The issue of confidentiality has become one of the hottest issues in medicine in the previous years using the introduction of the new federal laws encompassed underneath the acronym HIPAA (Medical health insurance Portability and Accountability Act). The concept of medicine has always regarded confidentiality as one of its highest ethical principles.

Psychiatry has put even greater restrictions on confidentiality given the highly sensitive nature from the issues patients discuss. As a result, no information is released to anyone without a written authorization by the patient allowing for such release.

An itemized authorization for discharge of general medical records is not enough. The patient must knowingly and specifically request psychiatric and/or substance information to be sold before it can be. Every effort is made to protect a patient's right to privacy. However, exceptions exist to that right, and it behooves everyone to be aware what those exceptions are.

First, confidentiality does not apply when a patient is recognized as to be a threat to others, unless hospitalized. Second, confidentiality does not apply once the law requires mandatory reporting. This includes communicable diseases, child or elder abuse, impaired driving, and any other requirement in a particular jurisdiction.

Third, depending on the state, court-ordered or subpoenaed records can be released with no patient's written authorization. However, a great clinician will often notify the individual and make an effort to obtain written authorization before honoring the court's request.

Certain states (such as Connecticut) have laws that supercede the government HIPAA laws on "protected" records subpoenaed by the court. Most states still need a HIPAA authorization for release towards the court be signed by the patient. If a signed patient authorization cannot be obtained, appropriate steps should be taken under state law by the clinician to resist the subpoena. These actions usually involve engaging a lawyer to file such motions in the state court system.

Fourth, hospitals and offices may release minimally necessary healthcare information with no patient's written permission for that purposes of treatment, payment, or operations (such as quality control, peer review, and teaching). This is encompassed under the HIPAA rules (discussed later here).

The most important step to bear in mind whenever a clinician releases psychiatric information about someone to a different person without that patient's consent is the concept of "duty to 3rd parties." Most lawyers would rather to protect a breach of confidentiality case than a wrongful death case.

Clinician's understand this very well and in emergency situations may feel obligated to violate a patient's autonomy and confidentiality in order to protect her or him and the community from some greater harm. This is especially true when the patient is being evaluated in an urgent situation room.

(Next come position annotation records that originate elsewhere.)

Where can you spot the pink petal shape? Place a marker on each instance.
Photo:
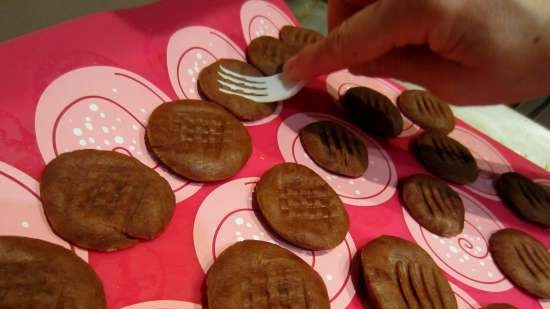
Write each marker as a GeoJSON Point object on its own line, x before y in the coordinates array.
{"type": "Point", "coordinates": [374, 187]}
{"type": "Point", "coordinates": [260, 18]}
{"type": "Point", "coordinates": [340, 82]}
{"type": "Point", "coordinates": [190, 50]}
{"type": "Point", "coordinates": [164, 304]}
{"type": "Point", "coordinates": [489, 160]}
{"type": "Point", "coordinates": [103, 108]}
{"type": "Point", "coordinates": [466, 257]}
{"type": "Point", "coordinates": [226, 216]}
{"type": "Point", "coordinates": [21, 209]}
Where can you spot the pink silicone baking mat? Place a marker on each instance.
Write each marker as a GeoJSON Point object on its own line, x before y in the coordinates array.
{"type": "Point", "coordinates": [92, 82]}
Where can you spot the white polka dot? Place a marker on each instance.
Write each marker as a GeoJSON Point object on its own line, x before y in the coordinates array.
{"type": "Point", "coordinates": [77, 131]}
{"type": "Point", "coordinates": [119, 139]}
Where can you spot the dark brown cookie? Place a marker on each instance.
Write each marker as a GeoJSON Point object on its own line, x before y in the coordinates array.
{"type": "Point", "coordinates": [258, 274]}
{"type": "Point", "coordinates": [445, 157]}
{"type": "Point", "coordinates": [104, 200]}
{"type": "Point", "coordinates": [524, 197]}
{"type": "Point", "coordinates": [426, 110]}
{"type": "Point", "coordinates": [335, 148]}
{"type": "Point", "coordinates": [400, 275]}
{"type": "Point", "coordinates": [433, 204]}
{"type": "Point", "coordinates": [523, 260]}
{"type": "Point", "coordinates": [198, 140]}
{"type": "Point", "coordinates": [372, 111]}
{"type": "Point", "coordinates": [244, 109]}
{"type": "Point", "coordinates": [499, 306]}
{"type": "Point", "coordinates": [299, 37]}
{"type": "Point", "coordinates": [269, 54]}
{"type": "Point", "coordinates": [38, 274]}
{"type": "Point", "coordinates": [301, 207]}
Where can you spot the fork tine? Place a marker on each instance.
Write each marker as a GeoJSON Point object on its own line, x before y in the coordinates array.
{"type": "Point", "coordinates": [254, 86]}
{"type": "Point", "coordinates": [251, 79]}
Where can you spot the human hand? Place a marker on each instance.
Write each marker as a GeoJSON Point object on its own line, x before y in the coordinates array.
{"type": "Point", "coordinates": [466, 52]}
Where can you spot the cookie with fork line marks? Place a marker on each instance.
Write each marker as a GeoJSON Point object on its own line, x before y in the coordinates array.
{"type": "Point", "coordinates": [242, 108]}
{"type": "Point", "coordinates": [198, 140]}
{"type": "Point", "coordinates": [523, 259]}
{"type": "Point", "coordinates": [445, 157]}
{"type": "Point", "coordinates": [105, 200]}
{"type": "Point", "coordinates": [529, 200]}
{"type": "Point", "coordinates": [301, 207]}
{"type": "Point", "coordinates": [426, 110]}
{"type": "Point", "coordinates": [335, 148]}
{"type": "Point", "coordinates": [400, 275]}
{"type": "Point", "coordinates": [433, 204]}
{"type": "Point", "coordinates": [259, 274]}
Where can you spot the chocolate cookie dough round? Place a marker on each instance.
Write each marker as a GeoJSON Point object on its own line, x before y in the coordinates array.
{"type": "Point", "coordinates": [242, 108]}
{"type": "Point", "coordinates": [335, 148]}
{"type": "Point", "coordinates": [527, 199]}
{"type": "Point", "coordinates": [301, 207]}
{"type": "Point", "coordinates": [198, 140]}
{"type": "Point", "coordinates": [445, 157]}
{"type": "Point", "coordinates": [400, 275]}
{"type": "Point", "coordinates": [269, 54]}
{"type": "Point", "coordinates": [433, 204]}
{"type": "Point", "coordinates": [426, 110]}
{"type": "Point", "coordinates": [258, 274]}
{"type": "Point", "coordinates": [38, 274]}
{"type": "Point", "coordinates": [104, 200]}
{"type": "Point", "coordinates": [522, 259]}
{"type": "Point", "coordinates": [372, 111]}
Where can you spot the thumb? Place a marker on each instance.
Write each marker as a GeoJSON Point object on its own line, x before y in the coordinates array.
{"type": "Point", "coordinates": [367, 35]}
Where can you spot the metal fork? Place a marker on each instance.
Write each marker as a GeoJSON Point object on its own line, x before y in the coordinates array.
{"type": "Point", "coordinates": [259, 89]}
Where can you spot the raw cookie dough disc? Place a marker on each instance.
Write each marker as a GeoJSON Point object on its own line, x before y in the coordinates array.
{"type": "Point", "coordinates": [426, 110]}
{"type": "Point", "coordinates": [522, 259]}
{"type": "Point", "coordinates": [104, 200]}
{"type": "Point", "coordinates": [400, 275]}
{"type": "Point", "coordinates": [445, 157]}
{"type": "Point", "coordinates": [301, 207]}
{"type": "Point", "coordinates": [258, 274]}
{"type": "Point", "coordinates": [335, 148]}
{"type": "Point", "coordinates": [38, 274]}
{"type": "Point", "coordinates": [527, 199]}
{"type": "Point", "coordinates": [433, 204]}
{"type": "Point", "coordinates": [372, 111]}
{"type": "Point", "coordinates": [198, 140]}
{"type": "Point", "coordinates": [244, 109]}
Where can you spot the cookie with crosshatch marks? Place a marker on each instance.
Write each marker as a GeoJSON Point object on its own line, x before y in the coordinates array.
{"type": "Point", "coordinates": [372, 111]}
{"type": "Point", "coordinates": [433, 204]}
{"type": "Point", "coordinates": [104, 200]}
{"type": "Point", "coordinates": [39, 274]}
{"type": "Point", "coordinates": [301, 207]}
{"type": "Point", "coordinates": [426, 110]}
{"type": "Point", "coordinates": [335, 148]}
{"type": "Point", "coordinates": [299, 37]}
{"type": "Point", "coordinates": [524, 197]}
{"type": "Point", "coordinates": [242, 108]}
{"type": "Point", "coordinates": [259, 274]}
{"type": "Point", "coordinates": [198, 140]}
{"type": "Point", "coordinates": [445, 157]}
{"type": "Point", "coordinates": [523, 259]}
{"type": "Point", "coordinates": [400, 275]}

In those instances, clinicians will normally not feel comfortable discharging someone before obtaining outside resources, and refusing to permit such contact will only delay discharge and in all likelihood ensure hospitalization under an involuntary commitment. A great clinician, however, will always inform the individual of his or her decisions and whom they are contacting.

The initial impetus behind HIPAA ended up being to extend the ability of people to maintain their healthcare insurance after termination of employment and reduce the exclusions for pre-existing conditions.

HIPAA was also an effort by the government to provide further controls over fraud and abuse of the Medicare system as well as standardize the electronic claims system between providers and third-party vendors. However, to many people, HIPAA is becoming synonymous with privacy because one of the first orders of business when one enters a doctor's office today is to receive a notice of privacy practice and sign that one received such notice.

The notice of privacy practice outlines the rights of the patient regarding privacy and the provider's duty to protect the health information generated inside the office or entity, describing the various ways in which one's healthcare information could be shared without requiring written permission unless the person objects to any such release in writing beforehand as outlined earlier.

Again, the notice also outlines the discharge of healthcare information as mandated legally as pointed out previously here. Additionally, it specifically mentions that psychiatric and drug and alcohol information are specially protected, although limited amounts of home elevators these diagnoses might be shared for the purpose of treatment, payment, or operations.

The notice specifically states that unless supplied with an itemized request it is assumed that information for example appointments could be shared via phone, mail, or with family members, etc. Finally, patients have the to view and amend their healthcare information by submitting an itemized request. This can be denied under specific circumstances outlined in the notice, but the patient has a to know the reasons and may appeal such denials.

Generally, when one first enters a doctor's office and begins filling out an array of forms, one form will be to authorize release of information for purposes of treatment, payment, and operations. With respect to payment, one's health insurance company requires medical information for that purposes of payment because it wants to understand what it's spending money on.

The term that insurance providers use to authorize payment is "medical necessity," meaning that they want proof that the bill delivered to them for any particular service was medically necessary and for that reason worthy of payment. This means that the clinician must send the insurer diagnosing and also the treatment rendered in order to show medical necessity, which may include copies from the clinician's documentation.

If a patient refuses to allow the release of such information, either the clinician may refuse to see or treat the individual, or if seen, the patient will be responsible for the balance. Again, it was the purpose of HIPAA to provide the patient with the right to make an informed decision on his / her health information privacy.